Die anderen beiden „Teufelskerle“ konnten es da nach Spielschluss etwas gemächlicher angehen und so nahm man die Strassenbahn zurück ins Stadtzentrum und von da an weiter zu Fuss ans Oderufer, wo man noch etwas den schönen Sonnenuntergang mit ein paar Getränken genoss. Zumindest bis die Polizei auftauchte und mir und Kumpane Jonathan wieder die mahnenden Worte unseres deutschen Mitstreiters durch den Kopf gingen, dass in diesem Lande öffentliches Trinken von Alkohol eben verboten sei. Bereits mit meiner ersten Schmiergeldzahlung an die Staatsmacht rechnend blieb es schlussendlich doch bei einer Ermahnung und dies obwohl der eine Polizist uns am liebsten noch den Fluss geworfen hätte, derart feindlich gesinnt war er gegenüber „Eindringlingen“. So aber durfte man trocken den Zug in Richtung Berlin Gesundheitsbrunnen besteigen, wo man nach gut zwei Stunden heiterer Fahrt (das Trinken musste ja nachgeholt werden) auch eintraf. In der deutschen Hauptstadt angekommen wollte ich für das obligate Touristenfoto unbedingt noch schnell am Brandenburger Tor vorbei, was erfreulicherweise auch klappte.

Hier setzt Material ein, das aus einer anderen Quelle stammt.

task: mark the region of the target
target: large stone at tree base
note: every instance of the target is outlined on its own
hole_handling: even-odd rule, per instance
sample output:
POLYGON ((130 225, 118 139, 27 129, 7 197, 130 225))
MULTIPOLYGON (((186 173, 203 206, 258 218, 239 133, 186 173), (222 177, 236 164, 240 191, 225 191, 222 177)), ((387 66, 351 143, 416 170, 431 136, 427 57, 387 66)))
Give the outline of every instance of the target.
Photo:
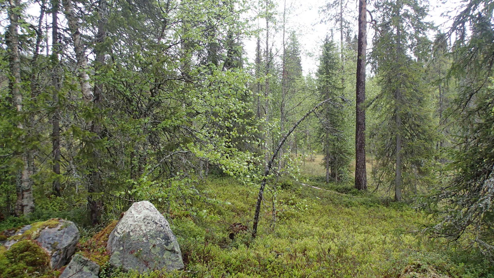
POLYGON ((59 278, 98 278, 99 266, 89 259, 76 254, 72 257, 59 278))
POLYGON ((110 263, 145 272, 183 268, 182 253, 168 222, 147 201, 134 203, 108 238, 110 263))
POLYGON ((50 266, 56 269, 65 265, 74 255, 79 241, 79 230, 73 222, 53 218, 22 227, 9 236, 3 245, 8 249, 22 239, 37 242, 50 256, 50 266))

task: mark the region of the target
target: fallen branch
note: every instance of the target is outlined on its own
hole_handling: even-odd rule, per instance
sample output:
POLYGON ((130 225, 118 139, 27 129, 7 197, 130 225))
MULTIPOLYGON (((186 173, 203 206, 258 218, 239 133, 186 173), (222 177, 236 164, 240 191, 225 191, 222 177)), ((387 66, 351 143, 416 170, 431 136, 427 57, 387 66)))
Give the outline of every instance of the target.
MULTIPOLYGON (((276 149, 275 149, 273 155, 271 156, 271 159, 268 162, 268 164, 266 164, 266 167, 264 169, 264 174, 263 175, 262 182, 261 183, 261 187, 259 188, 259 195, 257 196, 257 202, 255 206, 255 212, 254 213, 254 224, 252 227, 252 238, 255 238, 256 235, 257 234, 257 225, 259 224, 259 214, 261 211, 261 203, 262 202, 263 196, 264 193, 264 187, 266 187, 266 183, 267 181, 267 177, 269 175, 269 172, 271 169, 271 166, 273 165, 273 161, 274 161, 276 157, 278 156, 278 152, 281 149, 283 144, 284 144, 285 142, 287 140, 287 139, 288 138, 292 132, 293 132, 293 131, 297 128, 297 127, 298 126, 298 125, 300 124, 300 123, 303 122, 303 120, 305 120, 306 118, 308 117, 309 115, 314 113, 314 111, 317 110, 318 108, 322 106, 323 104, 327 102, 329 102, 330 100, 334 98, 340 98, 343 101, 345 101, 345 99, 343 97, 337 96, 335 97, 330 97, 326 100, 321 101, 317 105, 314 106, 313 108, 309 110, 308 112, 305 113, 305 115, 304 115, 300 119, 300 120, 295 123, 295 125, 291 127, 288 133, 285 135, 285 136, 284 136, 280 140, 279 142, 278 142, 278 146, 276 147, 276 149)), ((331 104, 334 104, 335 103, 331 103, 331 104)))

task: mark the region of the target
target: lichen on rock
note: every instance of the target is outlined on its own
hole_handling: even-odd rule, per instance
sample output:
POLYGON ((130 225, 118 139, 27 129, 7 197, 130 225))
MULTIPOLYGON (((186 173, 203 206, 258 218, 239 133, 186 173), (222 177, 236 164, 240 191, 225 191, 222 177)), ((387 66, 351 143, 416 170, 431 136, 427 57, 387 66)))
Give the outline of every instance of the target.
POLYGON ((53 269, 69 262, 79 240, 79 231, 75 224, 60 218, 26 225, 15 232, 2 233, 10 235, 2 242, 7 251, 19 242, 32 241, 49 256, 49 265, 53 269))
POLYGON ((110 235, 110 264, 124 271, 181 269, 184 264, 168 222, 147 201, 134 203, 110 235))

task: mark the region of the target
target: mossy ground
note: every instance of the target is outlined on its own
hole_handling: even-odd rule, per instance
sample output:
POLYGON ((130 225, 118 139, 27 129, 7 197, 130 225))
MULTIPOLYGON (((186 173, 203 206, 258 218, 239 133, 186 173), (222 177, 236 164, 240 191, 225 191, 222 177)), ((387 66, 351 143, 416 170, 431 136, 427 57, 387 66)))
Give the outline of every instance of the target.
POLYGON ((36 242, 22 239, 0 253, 0 277, 58 277, 60 273, 51 270, 49 262, 49 256, 36 242))
POLYGON ((8 239, 14 240, 21 239, 36 239, 40 236, 40 232, 45 228, 53 228, 60 224, 60 218, 52 218, 46 221, 36 222, 31 224, 31 228, 23 232, 22 234, 16 234, 9 237, 8 239))
POLYGON ((294 181, 285 187, 277 192, 274 228, 273 192, 268 190, 257 237, 240 232, 232 240, 231 224, 251 227, 257 188, 228 178, 209 179, 201 189, 228 204, 201 208, 211 216, 206 219, 186 212, 169 218, 185 270, 113 277, 494 278, 487 261, 469 262, 461 257, 468 252, 457 246, 411 232, 430 220, 406 204, 385 205, 370 193, 342 194, 294 181))
POLYGON ((106 250, 106 243, 108 241, 108 236, 117 223, 118 221, 117 220, 112 222, 91 238, 83 243, 80 243, 78 246, 79 252, 100 266, 104 266, 110 260, 110 252, 106 250))

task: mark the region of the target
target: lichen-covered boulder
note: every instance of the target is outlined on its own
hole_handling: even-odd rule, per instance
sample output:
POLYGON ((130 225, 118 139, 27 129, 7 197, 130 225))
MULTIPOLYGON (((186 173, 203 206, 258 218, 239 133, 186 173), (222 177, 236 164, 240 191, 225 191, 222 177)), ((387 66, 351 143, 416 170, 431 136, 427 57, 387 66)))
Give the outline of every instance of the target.
POLYGON ((124 271, 183 268, 182 253, 168 222, 147 201, 134 203, 108 238, 110 263, 124 271))
POLYGON ((59 278, 98 278, 99 266, 82 255, 72 257, 59 278))
POLYGON ((23 239, 34 241, 50 256, 52 269, 69 262, 79 241, 79 230, 75 224, 60 218, 26 225, 9 235, 3 243, 7 249, 23 239))

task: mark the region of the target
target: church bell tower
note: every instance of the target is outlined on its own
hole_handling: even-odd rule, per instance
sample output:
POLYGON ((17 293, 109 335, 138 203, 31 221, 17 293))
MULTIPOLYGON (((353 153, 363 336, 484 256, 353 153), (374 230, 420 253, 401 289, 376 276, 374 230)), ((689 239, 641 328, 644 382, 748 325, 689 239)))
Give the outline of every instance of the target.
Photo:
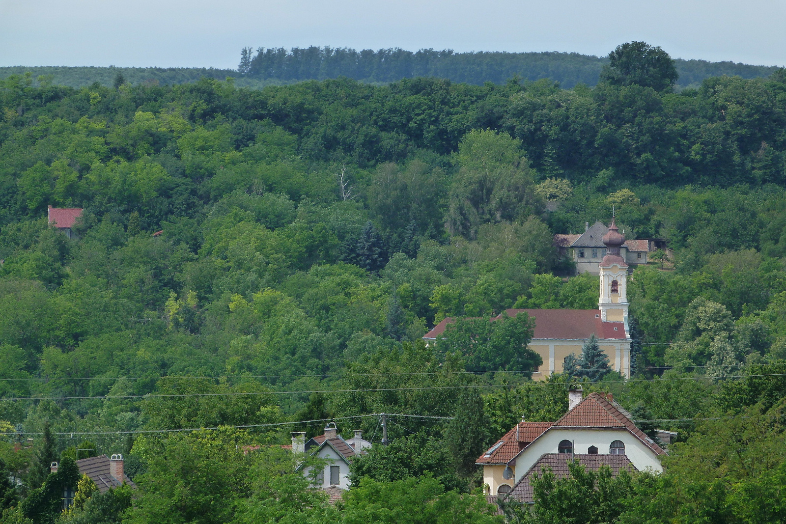
POLYGON ((619 233, 615 224, 615 217, 612 218, 608 233, 603 236, 603 244, 606 246, 606 256, 601 262, 601 298, 598 309, 601 319, 609 322, 624 322, 625 332, 628 329, 628 265, 619 254, 620 247, 625 243, 625 236, 619 233))

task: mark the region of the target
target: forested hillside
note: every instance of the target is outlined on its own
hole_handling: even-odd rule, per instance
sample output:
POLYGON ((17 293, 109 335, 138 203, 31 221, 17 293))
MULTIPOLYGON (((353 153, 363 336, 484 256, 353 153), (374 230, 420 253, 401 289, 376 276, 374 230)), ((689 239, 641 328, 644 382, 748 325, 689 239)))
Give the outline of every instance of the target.
POLYGON ((501 522, 473 457, 571 382, 680 442, 666 474, 565 482, 538 519, 784 522, 786 74, 675 93, 665 53, 618 51, 594 89, 0 81, 2 522, 501 522), (48 206, 84 208, 76 238, 48 206), (633 379, 531 380, 523 316, 424 344, 446 316, 597 307, 552 236, 612 206, 675 253, 629 280, 633 379), (343 505, 270 445, 330 419, 378 444, 380 412, 391 443, 343 505), (84 488, 61 515, 68 457, 105 453, 134 504, 84 488))
MULTIPOLYGON (((97 68, 97 67, 6 67, 0 79, 29 71, 35 85, 39 76, 51 75, 60 86, 86 87, 97 82, 105 87, 114 85, 117 75, 134 84, 182 84, 200 78, 223 80, 234 77, 238 86, 262 88, 303 80, 325 80, 346 76, 365 83, 384 84, 404 79, 433 76, 451 82, 483 86, 487 82, 504 84, 509 79, 536 81, 549 79, 565 88, 579 83, 594 86, 605 57, 578 53, 454 53, 450 49, 417 52, 401 49, 362 49, 347 48, 295 47, 243 49, 237 70, 205 68, 97 68)), ((712 76, 740 76, 744 79, 769 76, 777 67, 750 65, 703 60, 674 60, 679 79, 677 86, 698 87, 712 76)))

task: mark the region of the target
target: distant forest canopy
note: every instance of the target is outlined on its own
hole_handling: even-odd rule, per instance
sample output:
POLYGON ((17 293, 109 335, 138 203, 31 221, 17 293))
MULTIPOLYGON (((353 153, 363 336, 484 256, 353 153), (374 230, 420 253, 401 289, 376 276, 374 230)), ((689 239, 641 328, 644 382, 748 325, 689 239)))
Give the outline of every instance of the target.
MULTIPOLYGON (((0 68, 0 79, 30 71, 34 79, 51 75, 50 81, 69 87, 86 87, 97 82, 111 86, 117 74, 134 85, 173 85, 195 82, 200 78, 223 80, 240 77, 241 87, 262 88, 303 80, 324 80, 346 76, 366 83, 388 83, 402 79, 432 76, 483 85, 486 82, 505 82, 518 75, 535 81, 550 79, 562 87, 571 89, 578 83, 595 86, 598 82, 605 57, 578 53, 454 53, 451 49, 417 52, 402 49, 363 49, 329 46, 308 48, 259 48, 256 53, 244 48, 237 70, 213 68, 97 68, 97 67, 24 67, 0 68)), ((713 76, 740 76, 744 79, 767 77, 776 66, 749 65, 731 61, 708 62, 703 60, 675 60, 679 79, 678 90, 696 87, 713 76)), ((37 84, 35 84, 37 85, 37 84)))

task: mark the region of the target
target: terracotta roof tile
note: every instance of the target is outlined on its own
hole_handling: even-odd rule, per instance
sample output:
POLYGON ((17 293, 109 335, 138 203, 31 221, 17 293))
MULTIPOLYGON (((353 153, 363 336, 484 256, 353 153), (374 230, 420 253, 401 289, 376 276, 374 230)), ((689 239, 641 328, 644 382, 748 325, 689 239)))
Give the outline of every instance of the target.
MULTIPOLYGON (((535 319, 533 339, 586 340, 593 333, 601 339, 623 339, 625 324, 622 322, 604 322, 600 310, 505 310, 509 317, 526 312, 535 319), (616 329, 615 329, 616 328, 616 329)), ((496 318, 501 318, 501 313, 496 318)), ((423 338, 441 338, 447 324, 455 321, 448 317, 438 324, 423 338)))
POLYGON ((82 211, 81 207, 50 207, 50 225, 61 229, 73 227, 76 219, 82 216, 82 211))
POLYGON ((76 466, 79 468, 79 473, 90 477, 102 493, 110 488, 120 487, 123 482, 132 488, 137 487, 128 475, 123 475, 121 481, 109 475, 109 457, 106 455, 81 459, 76 461, 76 466))
POLYGON ((476 464, 504 464, 553 425, 552 422, 520 422, 475 461, 476 464))
POLYGON ((505 499, 510 499, 523 504, 532 504, 532 479, 535 475, 540 476, 542 471, 551 469, 557 478, 567 478, 570 472, 567 464, 571 457, 578 460, 578 464, 584 466, 585 469, 597 471, 601 466, 608 466, 612 469, 612 473, 615 475, 622 470, 628 471, 636 471, 634 466, 626 455, 588 455, 571 453, 544 453, 538 459, 538 462, 524 474, 524 476, 516 482, 513 489, 509 493, 505 499))
POLYGON ((631 420, 630 413, 612 398, 601 393, 590 393, 561 419, 554 427, 624 427, 658 455, 666 452, 631 420))

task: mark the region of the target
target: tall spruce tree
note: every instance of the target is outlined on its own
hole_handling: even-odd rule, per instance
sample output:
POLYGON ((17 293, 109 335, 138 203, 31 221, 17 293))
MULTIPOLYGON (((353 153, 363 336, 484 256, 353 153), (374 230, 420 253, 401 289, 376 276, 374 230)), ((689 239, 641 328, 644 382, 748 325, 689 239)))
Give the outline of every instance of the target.
POLYGON ((371 273, 379 273, 387 263, 385 241, 370 220, 363 226, 354 245, 347 245, 344 260, 371 273))
POLYGON ((591 382, 597 382, 612 371, 608 367, 608 356, 601 349, 594 333, 582 347, 578 371, 581 376, 586 376, 591 382))
POLYGON ((489 426, 478 390, 462 390, 454 418, 445 431, 447 448, 459 473, 470 475, 475 471, 475 461, 489 443, 489 426))
POLYGON ((35 450, 32 464, 28 471, 28 486, 33 489, 40 488, 49 476, 52 463, 57 462, 57 458, 54 435, 52 434, 52 428, 47 422, 44 424, 41 445, 35 450))

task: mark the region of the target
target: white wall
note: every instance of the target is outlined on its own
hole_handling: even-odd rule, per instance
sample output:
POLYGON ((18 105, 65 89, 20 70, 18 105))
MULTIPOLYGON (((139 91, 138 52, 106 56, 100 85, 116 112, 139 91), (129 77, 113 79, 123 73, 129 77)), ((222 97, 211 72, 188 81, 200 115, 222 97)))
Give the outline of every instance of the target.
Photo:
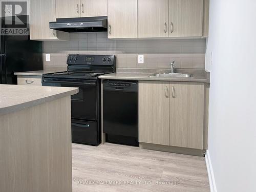
POLYGON ((206 69, 218 191, 256 191, 256 1, 210 0, 206 69))

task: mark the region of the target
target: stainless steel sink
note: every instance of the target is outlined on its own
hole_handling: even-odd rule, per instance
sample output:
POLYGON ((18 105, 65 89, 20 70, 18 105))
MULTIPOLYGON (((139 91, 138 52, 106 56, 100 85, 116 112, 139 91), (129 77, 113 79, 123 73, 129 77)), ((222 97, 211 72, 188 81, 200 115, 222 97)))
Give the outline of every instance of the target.
POLYGON ((170 78, 188 78, 193 77, 193 76, 191 74, 186 74, 183 73, 154 73, 150 75, 150 77, 170 77, 170 78))

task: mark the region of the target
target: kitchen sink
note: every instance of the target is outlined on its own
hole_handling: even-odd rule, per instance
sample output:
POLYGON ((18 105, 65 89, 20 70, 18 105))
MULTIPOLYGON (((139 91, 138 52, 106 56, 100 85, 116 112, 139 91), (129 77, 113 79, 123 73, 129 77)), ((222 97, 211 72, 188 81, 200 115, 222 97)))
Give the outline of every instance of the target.
POLYGON ((174 77, 174 78, 188 78, 193 77, 193 76, 191 74, 183 74, 183 73, 154 73, 150 75, 150 77, 174 77))

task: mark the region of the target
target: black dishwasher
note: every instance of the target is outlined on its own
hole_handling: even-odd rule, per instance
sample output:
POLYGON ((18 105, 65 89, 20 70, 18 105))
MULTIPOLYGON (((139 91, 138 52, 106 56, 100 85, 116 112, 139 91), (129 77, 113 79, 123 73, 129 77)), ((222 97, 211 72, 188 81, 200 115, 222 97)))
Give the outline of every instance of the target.
POLYGON ((103 86, 106 141, 139 146, 138 82, 104 80, 103 86))

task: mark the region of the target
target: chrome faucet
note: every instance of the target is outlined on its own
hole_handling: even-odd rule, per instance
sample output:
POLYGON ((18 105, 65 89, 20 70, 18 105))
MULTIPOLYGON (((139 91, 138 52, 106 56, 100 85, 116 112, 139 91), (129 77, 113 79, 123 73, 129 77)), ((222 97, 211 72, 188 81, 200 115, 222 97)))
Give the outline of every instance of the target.
POLYGON ((174 70, 175 69, 175 66, 174 65, 174 63, 175 61, 174 60, 173 62, 170 63, 170 73, 174 73, 174 70))

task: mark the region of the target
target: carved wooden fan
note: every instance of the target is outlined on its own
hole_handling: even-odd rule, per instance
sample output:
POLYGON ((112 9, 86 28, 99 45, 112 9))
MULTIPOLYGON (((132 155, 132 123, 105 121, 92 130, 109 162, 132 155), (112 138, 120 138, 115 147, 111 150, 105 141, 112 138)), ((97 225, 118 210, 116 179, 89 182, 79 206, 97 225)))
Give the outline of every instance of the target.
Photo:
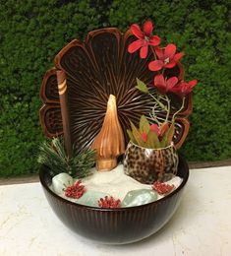
MULTIPOLYGON (((57 54, 55 68, 46 72, 40 90, 43 101, 40 122, 47 137, 64 133, 69 151, 74 143, 79 150, 89 148, 101 129, 108 97, 113 95, 128 143, 129 120, 138 124, 142 114, 149 115, 153 103, 135 88, 136 78, 152 87, 154 77, 148 70, 151 53, 144 60, 139 52, 128 52, 128 45, 135 39, 130 32, 122 34, 117 29, 102 29, 90 32, 85 42, 73 40, 57 54)), ((179 79, 184 76, 180 64, 171 72, 179 79)), ((180 99, 172 96, 169 118, 180 106, 180 99)), ((191 112, 192 95, 189 95, 176 120, 174 142, 177 148, 188 134, 187 117, 191 112)), ((162 117, 159 111, 158 118, 162 117)))

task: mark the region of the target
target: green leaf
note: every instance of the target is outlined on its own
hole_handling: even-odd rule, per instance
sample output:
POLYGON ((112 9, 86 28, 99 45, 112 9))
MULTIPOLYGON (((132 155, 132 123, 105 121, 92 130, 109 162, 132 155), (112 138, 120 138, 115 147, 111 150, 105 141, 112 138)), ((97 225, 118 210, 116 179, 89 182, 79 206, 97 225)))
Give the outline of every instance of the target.
POLYGON ((175 125, 174 125, 174 123, 172 123, 168 130, 166 146, 171 144, 174 133, 175 133, 175 125))
POLYGON ((132 121, 130 121, 131 123, 131 127, 132 127, 132 133, 133 136, 135 138, 135 140, 137 141, 138 145, 144 147, 144 142, 142 140, 142 135, 139 132, 138 128, 133 124, 132 121))
POLYGON ((160 146, 161 148, 165 148, 168 146, 168 131, 169 131, 169 127, 167 128, 167 130, 165 131, 162 139, 160 140, 160 146))
POLYGON ((149 130, 146 137, 145 147, 149 149, 161 148, 159 139, 154 131, 149 130))
POLYGON ((148 93, 148 89, 146 87, 146 85, 142 82, 140 79, 137 78, 137 86, 136 88, 141 91, 142 93, 147 94, 148 93))
POLYGON ((130 140, 131 140, 133 143, 138 144, 138 142, 136 141, 136 139, 135 139, 135 137, 134 137, 132 131, 129 130, 129 129, 127 129, 127 133, 128 133, 128 135, 129 135, 130 140))
POLYGON ((143 114, 140 119, 140 132, 148 133, 150 130, 149 122, 147 121, 146 117, 143 114))

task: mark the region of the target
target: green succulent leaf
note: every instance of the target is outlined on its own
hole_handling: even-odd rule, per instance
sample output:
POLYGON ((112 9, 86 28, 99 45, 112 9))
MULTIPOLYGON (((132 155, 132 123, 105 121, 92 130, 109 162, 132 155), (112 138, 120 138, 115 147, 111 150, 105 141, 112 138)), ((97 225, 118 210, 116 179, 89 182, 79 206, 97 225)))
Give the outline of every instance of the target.
POLYGON ((133 133, 135 140, 137 141, 138 145, 144 147, 144 142, 142 140, 142 136, 141 136, 140 131, 138 130, 138 128, 134 125, 134 123, 132 121, 130 121, 130 123, 131 123, 132 133, 133 133))
POLYGON ((167 146, 170 145, 170 143, 172 142, 174 133, 175 133, 175 125, 174 123, 172 123, 167 133, 167 142, 166 142, 167 146))
POLYGON ((127 129, 127 133, 128 133, 128 135, 129 135, 130 140, 131 140, 133 143, 138 144, 137 140, 135 139, 135 137, 134 137, 134 135, 133 135, 133 132, 132 132, 131 130, 127 129))
POLYGON ((161 148, 158 136, 154 131, 149 130, 145 141, 145 147, 149 149, 161 148))
POLYGON ((146 117, 143 114, 140 119, 140 132, 143 133, 148 133, 150 130, 149 122, 146 119, 146 117))

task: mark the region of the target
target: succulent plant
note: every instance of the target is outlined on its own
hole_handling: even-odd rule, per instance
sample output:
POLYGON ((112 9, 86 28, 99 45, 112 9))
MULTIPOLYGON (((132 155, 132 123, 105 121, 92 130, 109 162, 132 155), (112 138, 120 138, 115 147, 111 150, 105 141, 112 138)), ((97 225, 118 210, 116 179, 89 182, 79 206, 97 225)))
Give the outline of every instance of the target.
POLYGON ((148 149, 165 148, 172 143, 175 132, 174 124, 164 122, 160 126, 149 124, 144 115, 141 116, 140 127, 137 128, 131 121, 131 130, 127 130, 130 140, 141 147, 148 149))

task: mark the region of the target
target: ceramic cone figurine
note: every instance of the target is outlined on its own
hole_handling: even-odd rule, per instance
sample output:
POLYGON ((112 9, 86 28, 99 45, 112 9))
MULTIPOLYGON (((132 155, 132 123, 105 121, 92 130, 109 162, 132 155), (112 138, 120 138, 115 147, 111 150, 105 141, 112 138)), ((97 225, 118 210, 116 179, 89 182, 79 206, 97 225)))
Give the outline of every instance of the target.
POLYGON ((125 141, 117 115, 116 97, 109 96, 102 128, 95 137, 92 149, 96 151, 96 169, 107 171, 117 166, 117 157, 125 152, 125 141))

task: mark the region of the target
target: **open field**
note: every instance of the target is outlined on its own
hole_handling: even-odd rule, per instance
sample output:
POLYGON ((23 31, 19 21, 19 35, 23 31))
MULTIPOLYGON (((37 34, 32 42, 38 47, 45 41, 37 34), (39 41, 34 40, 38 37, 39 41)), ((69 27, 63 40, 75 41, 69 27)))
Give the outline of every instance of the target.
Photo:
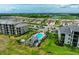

Danach folgte ein unterhaltsamer Abend, bei dem sich vor allem ein gewisser Herr M. aus St. G. als unterhaltsamer Genosse in Bezug mit dem Verzehr von alkoholischen Getränken hervortat. Am frühen Morgen trennten sich dann die Wege von uns zwei, weil ich ab Schönefeld mit Easyjet zurück nach Genf flog, während mein Gefährte etwas später in Richtung Zürich abheben sollte. Kaum geschlafen erreichte man dann nach unbequemen Flug gegen 10 Uhr endlich wieder heimischen Boden und tauchte wie geplant für eine Nachmittagsschicht wieder am Arbeitsplatz auf. Groundhopping muss eben richtig weh tun.

Wie zweimal Gästeverbot auf einer sonst erfreulich verlaufenden Polentour. Einen Dank nochmals an die beiden Mitfahrer, hat Spass gemacht. Na zdrowie!